In [11]:
import pandas as pd
import numpy as np
from sklearn.feature_extraction.text import TfidfVectorizer
from sklearn.linear_model import LogisticRegression
from sklearn.model_selection import train_test_split, cross_val_score

In [12]:
!unzip /content/smsspamcollection.zip

Archive:  /content/smsspamcollection.zip
replace SMSSpamCollection? [y]es, [n]o, [A]ll, [N]one, [r]ename: y
  inflating: SMSSpamCollection       
replace readme? [y]es, [n]o, [A]ll, [N]one, [r]ename: y
  inflating: readme                  


It is always useful to check how our data is being stored in our dataset. Understanding the data is necessary before starting working over it. A delimiter can be identified effortlessly by checking the data. Based on our inspection, we can use the relevant delimiter in the sep parameter.

In [14]:
df = pd.read_csv('SMSSpamCollection', delimiter='\t',header=None) 
#header	This parameter is use to make passed row/s[int/int list] as header
#None implies you are not specifying the column names and want it to be inferred from csv file

Datasets are mostly found in .csv format. CSV (or Comma Separated Values)            
Commas used in CSV files are known as delimiters

Dataset in .csv file format has data items separated by a delimiter other than a comma.This includes semicolon, colon, tab space, vertical bars, etc. 

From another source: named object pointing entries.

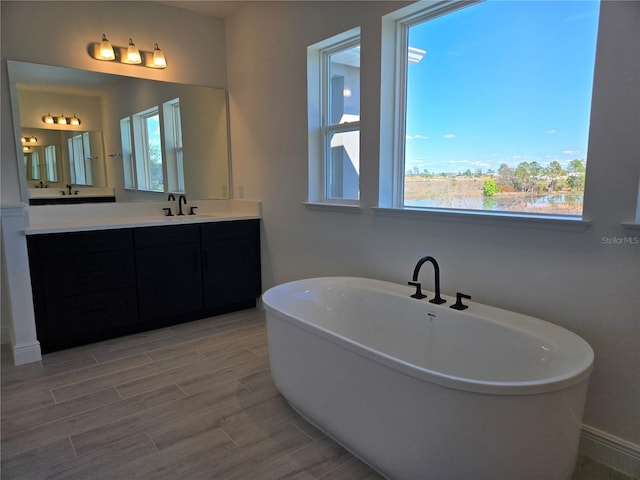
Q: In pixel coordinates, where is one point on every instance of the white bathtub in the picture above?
(420, 391)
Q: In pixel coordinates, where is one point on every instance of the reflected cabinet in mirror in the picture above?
(133, 138)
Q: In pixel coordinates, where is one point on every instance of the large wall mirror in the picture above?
(133, 138)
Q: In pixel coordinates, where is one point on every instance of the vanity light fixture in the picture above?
(158, 57)
(129, 55)
(61, 120)
(133, 54)
(105, 50)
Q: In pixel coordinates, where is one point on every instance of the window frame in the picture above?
(320, 129)
(393, 108)
(141, 150)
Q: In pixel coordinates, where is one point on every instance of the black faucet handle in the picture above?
(419, 295)
(438, 300)
(459, 305)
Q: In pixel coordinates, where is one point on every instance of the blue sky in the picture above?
(503, 81)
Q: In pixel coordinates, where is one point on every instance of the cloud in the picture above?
(417, 137)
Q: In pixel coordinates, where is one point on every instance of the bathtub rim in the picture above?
(530, 387)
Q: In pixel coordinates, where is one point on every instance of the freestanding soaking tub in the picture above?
(420, 391)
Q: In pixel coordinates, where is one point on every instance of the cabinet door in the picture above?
(231, 263)
(169, 282)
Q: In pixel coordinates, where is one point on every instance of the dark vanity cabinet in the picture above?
(230, 265)
(168, 262)
(90, 286)
(84, 286)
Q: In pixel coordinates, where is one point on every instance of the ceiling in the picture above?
(211, 8)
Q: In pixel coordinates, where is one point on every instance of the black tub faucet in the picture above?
(438, 299)
(181, 199)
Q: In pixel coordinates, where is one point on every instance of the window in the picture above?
(151, 154)
(51, 163)
(334, 119)
(148, 151)
(127, 154)
(173, 144)
(80, 159)
(493, 106)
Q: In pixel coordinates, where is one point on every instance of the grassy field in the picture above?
(459, 192)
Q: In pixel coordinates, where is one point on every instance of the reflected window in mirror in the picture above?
(41, 163)
(129, 169)
(80, 159)
(151, 154)
(173, 145)
(32, 162)
(51, 163)
(148, 151)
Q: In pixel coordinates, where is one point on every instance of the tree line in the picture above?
(526, 177)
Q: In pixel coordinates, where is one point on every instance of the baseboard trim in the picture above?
(5, 336)
(26, 353)
(610, 450)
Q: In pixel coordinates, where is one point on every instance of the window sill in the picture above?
(338, 207)
(549, 222)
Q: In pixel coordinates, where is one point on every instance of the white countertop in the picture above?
(85, 217)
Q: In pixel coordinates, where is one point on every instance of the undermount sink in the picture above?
(183, 218)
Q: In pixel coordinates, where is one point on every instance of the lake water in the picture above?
(504, 203)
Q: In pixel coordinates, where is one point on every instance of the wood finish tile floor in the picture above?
(193, 401)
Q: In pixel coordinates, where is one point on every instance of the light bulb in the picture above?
(133, 54)
(106, 50)
(158, 57)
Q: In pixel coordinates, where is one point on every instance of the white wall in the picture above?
(569, 278)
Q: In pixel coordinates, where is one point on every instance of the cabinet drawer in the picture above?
(164, 236)
(92, 315)
(227, 230)
(74, 243)
(80, 274)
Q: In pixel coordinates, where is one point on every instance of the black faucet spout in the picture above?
(181, 199)
(436, 269)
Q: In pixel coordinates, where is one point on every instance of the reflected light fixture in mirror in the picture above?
(129, 55)
(61, 120)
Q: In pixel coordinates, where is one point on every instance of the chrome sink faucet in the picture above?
(438, 299)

In such cases, we need to use the sep parameter inside the read.csv() function

In [16]:
df

Unnamed: 0,0,1
0,ham,"Go until jurong point, crazy.. Available only ..."
1,ham,Ok lar... Joking wif u oni...
2,spam,Free entry in 2 a wkly comp to win FA Cup fina...
3,ham,U dun say so early hor... U c already then say...
4,ham,"Nah I don't think he goes to usf, he lives aro..."
...,...,...
5567,spam,This is the 2nd time we have tried 2 contact u...
5568,ham,Will ü b going to esplanade fr home?
5569,ham,"Pity, * was in mood for that. So...any other s..."
5570,ham,The guy did some bitching but I acted like i'd...


In [20]:
X_train_raw, X_test_raw, y_train, y_test = train_test_split(df[1],df[0])

In [24]:
vectorizer = TfidfVectorizer() 
X_train = vectorizer.fit_transform(X_train_raw) 

Term frequency-inverse document frequency is a text vectorizer that transforms the text into a usable vector. It combines 2 concepts, Term Frequency (TF) and Document Frequency (DF). The term frequency is the number of occurrences of a specific term in a document.

fit() function calculates the values of these parameters. The transform function applies the values of the parameters on the actual data and gives the normalized value. 

The fit_transform() function performs both in the same step. Note that the same value is got whether we perform in 2 steps or in a single step.

In [23]:
model = LogisticRegression()
model.fit(X_train, y_train)

LogisticRegression()

In [25]:
X_test = vectorizer.transform( ['URGENT! Your Mobile No 1234 was awarded a Prize', 'Hey honey, whats up?'] )

CountVectorizer is a great tool provided by the scikit-learn library in Python. It is used to transform a given text into a vector on the basis of the frequency (count) of each word that occurs in the entire text.

TF-IDF is better than Count Vectorizers because it not only focuses on the frequency of words present in the corpus but also provides the importance of the words. 

We can then remove the words that are less important for analysis, hence making the model building less complex by reducing the input dimensions.

In [26]:
predictions = model.predict(X_test)
print(predictions)

['spam' 'ham']


In [27]:
model.predict_proba(X_test)

array([[0.22578622, 0.77421378],
       [0.96268468, 0.03731532]])

In [28]:
X_test

<2x7456 sparse matrix of type '<class 'numpy.float64'>'
	with 11 stored elements in Compressed Sparse Row format>

In [38]:
test = vectorizer.transform(['Ok lar... Joking wif u oni...'])

In [39]:
model.predict(test)

array(['ham'], dtype=object)

In [42]:
t = vectorizer.transform(["Did you hear about the new \"Divorce Barbie\"? It comes with all of Ken's stuff!"])

In [43]:
model.predict(t)

array(['ham'], dtype=object)